Many GF devotees think that wheat, by causing body-wide inflammation, promotes ills like heart disease and diabetes (a theory popularized in the best-selling Wheat Belly). But new research from Columbia and Harvard suggests that cardiovascular disease is more likely related to a reduced intake of whole grains, not to gluten. In this very large study (which did not directly look at inflammation), people who ate lots of gluten-containing foods were no more likely to develop cardiovascular disease than those who consumed little, unless their gluten was coming from refined grains. Then their odds went up, too. “The issue turned out not to be gluten, but whole grains,” says Dr. Lebwohl, lead researcher on the study. The takeaway? Going GF isn’t a sure strategy for protecting yourself from heart disease. A diet rich in whole grains is a better bet.



Guidelines for Going Gluten-Free

You can eliminate gluten from your diet without hurting your health. Work with a dietitian to develop and follow a gluten-free plan that works for you. Here are a few tips they may share:


  • Focus on foods that are naturally GF—if you want a crunchy snack, try unseasoned popcorn instead of pretzels. Also naturally GF: fruits, vegetables, fish, meat, and eggs.
  • Rather than buy GF processed foods to replace wheat, rye, and barley, substitute other GF whole grains like quinoa, millet, and buckwheat (despite its name, it’s not wheat).

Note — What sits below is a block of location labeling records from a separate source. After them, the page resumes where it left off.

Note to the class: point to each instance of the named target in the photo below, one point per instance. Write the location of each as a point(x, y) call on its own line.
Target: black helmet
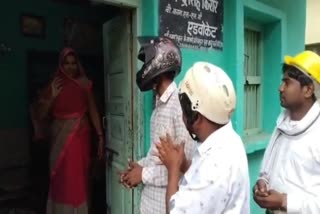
point(159, 55)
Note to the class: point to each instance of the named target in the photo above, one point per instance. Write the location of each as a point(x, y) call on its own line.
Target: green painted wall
point(280, 21)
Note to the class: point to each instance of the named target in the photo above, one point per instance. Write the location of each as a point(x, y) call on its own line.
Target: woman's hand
point(56, 87)
point(101, 147)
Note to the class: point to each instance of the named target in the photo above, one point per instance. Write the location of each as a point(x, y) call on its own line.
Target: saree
point(70, 144)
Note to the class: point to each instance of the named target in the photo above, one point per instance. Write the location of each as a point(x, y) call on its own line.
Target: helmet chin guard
point(159, 55)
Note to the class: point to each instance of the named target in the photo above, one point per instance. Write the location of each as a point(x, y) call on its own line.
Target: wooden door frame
point(137, 103)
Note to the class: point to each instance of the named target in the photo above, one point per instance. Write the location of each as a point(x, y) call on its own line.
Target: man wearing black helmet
point(162, 63)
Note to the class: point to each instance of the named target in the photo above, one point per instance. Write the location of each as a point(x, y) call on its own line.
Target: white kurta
point(292, 162)
point(217, 180)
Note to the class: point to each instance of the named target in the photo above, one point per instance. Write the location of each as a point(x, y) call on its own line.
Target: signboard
point(194, 24)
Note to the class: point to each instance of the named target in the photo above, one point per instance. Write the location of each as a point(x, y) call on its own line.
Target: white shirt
point(292, 162)
point(217, 180)
point(166, 118)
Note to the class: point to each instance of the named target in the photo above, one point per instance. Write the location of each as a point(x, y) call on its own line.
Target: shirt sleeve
point(155, 176)
point(182, 135)
point(153, 172)
point(298, 205)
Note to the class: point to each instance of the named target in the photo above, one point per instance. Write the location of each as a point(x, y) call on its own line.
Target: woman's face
point(70, 66)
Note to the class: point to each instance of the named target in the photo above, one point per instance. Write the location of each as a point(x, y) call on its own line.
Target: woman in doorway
point(68, 101)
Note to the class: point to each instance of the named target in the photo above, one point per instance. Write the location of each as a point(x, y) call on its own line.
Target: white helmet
point(210, 91)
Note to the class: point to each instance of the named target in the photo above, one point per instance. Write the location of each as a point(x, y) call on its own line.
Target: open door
point(117, 36)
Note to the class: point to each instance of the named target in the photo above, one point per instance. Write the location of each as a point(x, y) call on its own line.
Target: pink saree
point(70, 148)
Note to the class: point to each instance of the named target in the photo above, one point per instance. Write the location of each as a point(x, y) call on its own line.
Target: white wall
point(313, 22)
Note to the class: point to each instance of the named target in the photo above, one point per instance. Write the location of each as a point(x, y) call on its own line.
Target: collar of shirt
point(214, 139)
point(167, 93)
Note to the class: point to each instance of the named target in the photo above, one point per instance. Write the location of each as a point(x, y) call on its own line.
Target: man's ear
point(308, 90)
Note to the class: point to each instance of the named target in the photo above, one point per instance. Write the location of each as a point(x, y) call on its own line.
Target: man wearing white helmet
point(289, 179)
point(216, 180)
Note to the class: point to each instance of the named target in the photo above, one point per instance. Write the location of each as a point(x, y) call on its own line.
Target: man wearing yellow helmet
point(217, 180)
point(290, 172)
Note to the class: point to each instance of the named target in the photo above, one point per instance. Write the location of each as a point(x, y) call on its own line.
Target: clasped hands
point(171, 155)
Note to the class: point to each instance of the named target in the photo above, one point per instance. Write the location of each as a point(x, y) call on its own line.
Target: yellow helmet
point(308, 62)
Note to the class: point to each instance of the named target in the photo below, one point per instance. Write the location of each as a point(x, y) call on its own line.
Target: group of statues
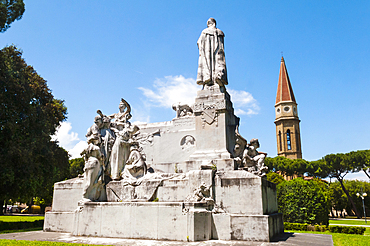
point(113, 152)
point(247, 156)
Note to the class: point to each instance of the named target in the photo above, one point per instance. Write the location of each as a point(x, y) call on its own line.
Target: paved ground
point(302, 239)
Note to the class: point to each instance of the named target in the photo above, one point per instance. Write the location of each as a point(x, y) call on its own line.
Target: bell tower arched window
point(281, 149)
point(288, 142)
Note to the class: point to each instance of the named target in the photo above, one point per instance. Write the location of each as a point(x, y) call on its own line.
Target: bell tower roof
point(284, 91)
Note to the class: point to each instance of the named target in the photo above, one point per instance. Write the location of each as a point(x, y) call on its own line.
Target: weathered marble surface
point(193, 178)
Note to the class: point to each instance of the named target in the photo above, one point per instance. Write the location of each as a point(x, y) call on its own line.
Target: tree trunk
point(2, 210)
point(349, 197)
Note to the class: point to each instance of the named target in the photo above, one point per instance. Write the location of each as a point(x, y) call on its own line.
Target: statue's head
point(122, 106)
point(255, 142)
point(211, 22)
point(98, 120)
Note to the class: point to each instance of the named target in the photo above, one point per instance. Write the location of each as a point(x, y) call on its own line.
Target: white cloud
point(69, 140)
point(175, 89)
point(170, 90)
point(244, 103)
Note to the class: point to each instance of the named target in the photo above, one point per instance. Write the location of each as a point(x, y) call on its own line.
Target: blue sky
point(92, 53)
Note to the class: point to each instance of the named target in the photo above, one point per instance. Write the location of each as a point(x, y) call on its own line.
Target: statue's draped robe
point(212, 64)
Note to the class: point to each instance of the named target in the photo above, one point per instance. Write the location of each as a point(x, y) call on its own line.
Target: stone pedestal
point(245, 209)
point(215, 125)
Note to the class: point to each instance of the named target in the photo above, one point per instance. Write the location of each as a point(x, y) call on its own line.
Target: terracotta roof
point(285, 91)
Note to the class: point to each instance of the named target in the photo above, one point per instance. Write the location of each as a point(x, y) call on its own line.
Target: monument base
point(243, 207)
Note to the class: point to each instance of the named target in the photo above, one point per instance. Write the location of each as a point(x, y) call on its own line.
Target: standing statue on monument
point(124, 132)
point(253, 160)
point(93, 187)
point(212, 64)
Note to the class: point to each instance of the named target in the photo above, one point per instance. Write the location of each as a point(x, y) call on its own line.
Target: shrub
point(335, 229)
point(20, 225)
point(348, 229)
point(303, 201)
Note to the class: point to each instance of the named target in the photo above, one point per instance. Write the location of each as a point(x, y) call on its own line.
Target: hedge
point(336, 229)
point(20, 225)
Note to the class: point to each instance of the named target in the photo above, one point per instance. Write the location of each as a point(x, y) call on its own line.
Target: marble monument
point(192, 178)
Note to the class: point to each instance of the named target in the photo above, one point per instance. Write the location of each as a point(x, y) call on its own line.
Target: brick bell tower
point(288, 134)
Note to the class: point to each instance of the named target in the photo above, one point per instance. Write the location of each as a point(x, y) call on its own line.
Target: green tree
point(29, 115)
point(339, 166)
point(360, 161)
point(337, 197)
point(353, 187)
point(10, 10)
point(76, 167)
point(303, 201)
point(287, 166)
point(275, 177)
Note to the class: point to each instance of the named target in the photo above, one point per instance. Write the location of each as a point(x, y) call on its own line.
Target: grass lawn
point(348, 222)
point(340, 239)
point(5, 242)
point(15, 218)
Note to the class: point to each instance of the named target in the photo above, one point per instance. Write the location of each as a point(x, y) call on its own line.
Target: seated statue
point(182, 110)
point(93, 188)
point(135, 164)
point(253, 161)
point(124, 133)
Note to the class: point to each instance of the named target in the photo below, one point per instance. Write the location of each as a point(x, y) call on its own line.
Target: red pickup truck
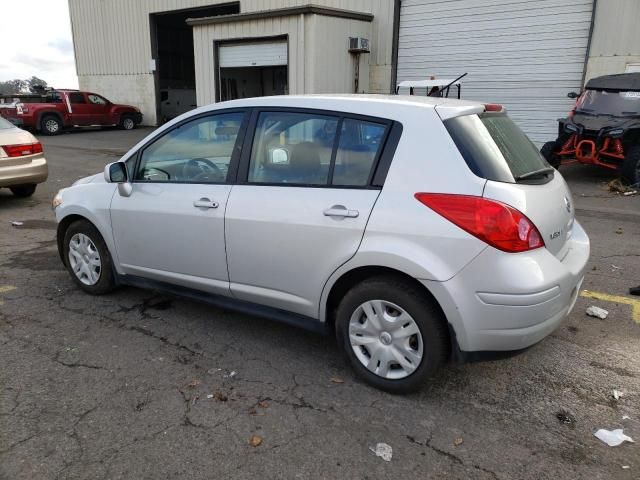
point(62, 109)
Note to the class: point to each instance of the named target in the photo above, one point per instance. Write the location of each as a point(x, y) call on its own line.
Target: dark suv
point(603, 129)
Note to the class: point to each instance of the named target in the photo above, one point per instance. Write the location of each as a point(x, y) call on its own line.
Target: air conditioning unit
point(359, 45)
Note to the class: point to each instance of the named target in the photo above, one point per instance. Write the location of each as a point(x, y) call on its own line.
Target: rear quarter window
point(495, 148)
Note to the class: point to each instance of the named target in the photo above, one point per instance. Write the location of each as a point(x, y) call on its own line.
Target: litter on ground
point(383, 451)
point(613, 438)
point(597, 312)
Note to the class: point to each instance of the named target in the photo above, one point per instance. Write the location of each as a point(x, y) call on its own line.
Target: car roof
point(365, 104)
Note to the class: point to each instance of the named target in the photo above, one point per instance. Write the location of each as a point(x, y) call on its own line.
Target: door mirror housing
point(116, 173)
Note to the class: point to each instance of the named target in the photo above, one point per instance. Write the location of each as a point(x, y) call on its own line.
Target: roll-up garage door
point(523, 54)
point(259, 54)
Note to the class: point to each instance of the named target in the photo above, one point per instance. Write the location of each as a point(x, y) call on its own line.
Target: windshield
point(601, 102)
point(496, 149)
point(4, 124)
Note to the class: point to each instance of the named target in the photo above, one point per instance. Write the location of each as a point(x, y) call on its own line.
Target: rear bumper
point(22, 172)
point(503, 302)
point(18, 122)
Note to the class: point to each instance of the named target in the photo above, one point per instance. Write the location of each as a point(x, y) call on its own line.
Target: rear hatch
point(497, 150)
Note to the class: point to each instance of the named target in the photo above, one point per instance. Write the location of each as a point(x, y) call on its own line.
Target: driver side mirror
point(117, 173)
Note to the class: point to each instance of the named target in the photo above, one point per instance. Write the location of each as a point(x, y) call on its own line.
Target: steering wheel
point(202, 169)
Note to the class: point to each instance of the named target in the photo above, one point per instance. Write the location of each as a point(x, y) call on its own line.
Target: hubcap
point(84, 259)
point(385, 339)
point(52, 125)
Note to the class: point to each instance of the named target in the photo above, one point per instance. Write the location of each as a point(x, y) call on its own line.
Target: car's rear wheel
point(392, 333)
point(631, 166)
point(23, 191)
point(87, 258)
point(547, 152)
point(127, 122)
point(51, 125)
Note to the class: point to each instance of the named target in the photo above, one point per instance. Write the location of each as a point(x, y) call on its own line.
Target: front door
point(301, 205)
point(79, 108)
point(171, 228)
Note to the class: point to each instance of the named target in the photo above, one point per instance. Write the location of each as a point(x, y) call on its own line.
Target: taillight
point(495, 223)
point(22, 150)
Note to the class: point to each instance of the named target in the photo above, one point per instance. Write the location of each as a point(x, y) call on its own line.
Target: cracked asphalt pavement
point(140, 385)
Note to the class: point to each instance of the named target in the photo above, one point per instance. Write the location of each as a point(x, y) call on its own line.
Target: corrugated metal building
point(145, 53)
point(166, 56)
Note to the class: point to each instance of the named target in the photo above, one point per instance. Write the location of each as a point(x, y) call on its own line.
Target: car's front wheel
point(127, 122)
point(51, 125)
point(393, 334)
point(87, 258)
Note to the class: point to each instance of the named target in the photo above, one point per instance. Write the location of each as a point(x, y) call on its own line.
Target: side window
point(358, 149)
point(77, 98)
point(292, 148)
point(199, 151)
point(53, 97)
point(96, 99)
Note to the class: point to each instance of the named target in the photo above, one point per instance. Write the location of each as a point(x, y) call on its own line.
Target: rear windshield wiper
point(535, 173)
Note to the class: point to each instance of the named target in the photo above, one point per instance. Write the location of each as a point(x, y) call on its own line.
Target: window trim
point(245, 159)
point(235, 155)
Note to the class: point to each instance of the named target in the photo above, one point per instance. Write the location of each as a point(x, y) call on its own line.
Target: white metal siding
point(259, 54)
point(525, 55)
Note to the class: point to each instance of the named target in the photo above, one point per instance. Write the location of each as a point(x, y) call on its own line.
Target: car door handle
point(205, 203)
point(340, 211)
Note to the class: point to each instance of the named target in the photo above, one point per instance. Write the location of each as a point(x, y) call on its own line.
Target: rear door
point(302, 202)
point(497, 150)
point(98, 108)
point(81, 111)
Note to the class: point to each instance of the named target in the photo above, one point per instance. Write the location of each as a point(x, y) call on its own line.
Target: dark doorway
point(244, 82)
point(172, 47)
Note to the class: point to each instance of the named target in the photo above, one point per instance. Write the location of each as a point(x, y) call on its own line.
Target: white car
point(417, 229)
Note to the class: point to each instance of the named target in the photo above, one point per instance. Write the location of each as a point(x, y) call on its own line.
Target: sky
point(35, 39)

Mix it up to ensure you get a range of nutrients.

  • Try to choose products enriched with vitamins (check the labels). You might also consider taking a multivitamin. “A multi can be good insurance if you’re eliminating some foods,” Angie Murad says.

  • Eat oats — if the label checks out. While they don’t contain gluten, oats may be grown in fields near wheat or prepared in the same facilities as wheat products, which can lead to cross-contamination. Be sure that the label says “certified gluten-free.”

  • Be aware of hidden gluten. Watch out for energy bars (some contain wheat or non-GF oats), soy sauce (it can have wheat in it), prepared foods, like rotisserie chicken, which may include soy or wheat-containing seasonings, and soups. Find a more complete list on the Celiac Disease Foundation site here.